A chi non è mai capitato di sbadigliare? Si tratta di un gesto più che comune tipico di alcuni momenti della giornata, a cui difficilmente diamo peso. Non si sa esattamente quali siano i meccanismi fisiologici che determinano lo sbadiglio, eppure è un riflesso incondizionato che accomuna gli uomini agli animali e che, in natura, è collegato a situazioni anche molto diverse tra loro: se noi lo associamo a stanchezza o necessità di dormire, il ghepardo è solito sbadigliare prima di correre all’attacco di una preda, mentre l’ippopotamo utilizza lo sbadiglio come forma di minaccia per intimidire l’avversario.

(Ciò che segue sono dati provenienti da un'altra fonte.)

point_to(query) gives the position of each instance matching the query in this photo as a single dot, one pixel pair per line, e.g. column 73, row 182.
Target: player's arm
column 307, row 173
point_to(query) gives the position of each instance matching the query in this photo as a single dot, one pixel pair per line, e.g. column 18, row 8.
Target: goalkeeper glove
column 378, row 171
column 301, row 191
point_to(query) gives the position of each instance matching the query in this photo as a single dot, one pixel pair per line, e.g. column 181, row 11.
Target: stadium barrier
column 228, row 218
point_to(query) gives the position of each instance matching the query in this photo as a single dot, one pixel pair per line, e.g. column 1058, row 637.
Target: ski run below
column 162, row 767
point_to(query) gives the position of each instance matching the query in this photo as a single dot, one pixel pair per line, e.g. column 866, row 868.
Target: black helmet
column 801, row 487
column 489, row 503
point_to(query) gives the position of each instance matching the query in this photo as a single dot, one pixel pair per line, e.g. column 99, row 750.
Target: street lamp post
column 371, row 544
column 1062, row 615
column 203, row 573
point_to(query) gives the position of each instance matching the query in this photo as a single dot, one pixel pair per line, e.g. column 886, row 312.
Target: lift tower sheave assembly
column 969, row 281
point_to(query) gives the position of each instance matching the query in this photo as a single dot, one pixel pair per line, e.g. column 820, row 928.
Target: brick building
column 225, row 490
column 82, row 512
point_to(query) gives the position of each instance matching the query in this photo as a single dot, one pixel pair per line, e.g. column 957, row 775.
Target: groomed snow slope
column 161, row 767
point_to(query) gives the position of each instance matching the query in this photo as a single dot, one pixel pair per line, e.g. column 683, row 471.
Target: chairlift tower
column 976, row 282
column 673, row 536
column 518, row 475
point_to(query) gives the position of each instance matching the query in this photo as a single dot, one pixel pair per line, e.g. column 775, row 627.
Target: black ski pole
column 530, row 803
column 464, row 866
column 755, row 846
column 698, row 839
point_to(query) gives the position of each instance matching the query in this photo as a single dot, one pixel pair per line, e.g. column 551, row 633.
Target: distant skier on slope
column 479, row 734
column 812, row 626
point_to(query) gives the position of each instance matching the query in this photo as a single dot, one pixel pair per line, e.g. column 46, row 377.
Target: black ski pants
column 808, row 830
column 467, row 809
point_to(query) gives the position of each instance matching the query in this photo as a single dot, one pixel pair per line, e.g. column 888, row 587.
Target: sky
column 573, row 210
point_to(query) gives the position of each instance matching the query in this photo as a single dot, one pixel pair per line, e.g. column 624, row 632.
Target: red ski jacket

Alla luce di ciò, a cosa serve sbadigliare? Ogniqualvolta si verifica, lo sbadiglio è un atto respiratorio riflesso, quindi utile ad incamerare aria e a favorirne il passaggio, si apre infatti la bocca, si alza la glottide, si solleva e si allarga la cassa toracica e si distende il diaframma: tutte azioni involontarie che determinano una respirazione atta ad un maggior ingresso di aria nei polmoni. Lo sbadiglio si conclude con l’espirazione, che ci porta progressivamente ad assumere la posizione di partenza.
Per quanto i pareri degli studiosi non siano completamente omogenei, pare che sbadigliare sia un atto utile a migliorare l’efficienza fisica, risultato che sarebbe determinato dalla maggior introduzione di ossigeno nell’organismo. Ecco perché lo sbadiglio è tipico di momenti di torpore o scarsa attenzione: è un meccanismo del nostro corpo per riacquistare una condizione di vigilanza.
Nonostante questa sia la tesi più accreditata, altre teorie propongono una visione diversa dello sbadiglio: secondo alcuni, si tratterebbe di un riflesso inconscio di imitazione, simile a quelli che ci permettono di apprendere il linguaggio; altre teorie, invece, sostengono che si tratti di una sorta di segnale, utile per manifestare al gruppo il proprio stato di stanchezza. Una cosa è certa: sbadigliare può innescare una reazione a catena inarrestabile, data la sua caratteristica contagiosità.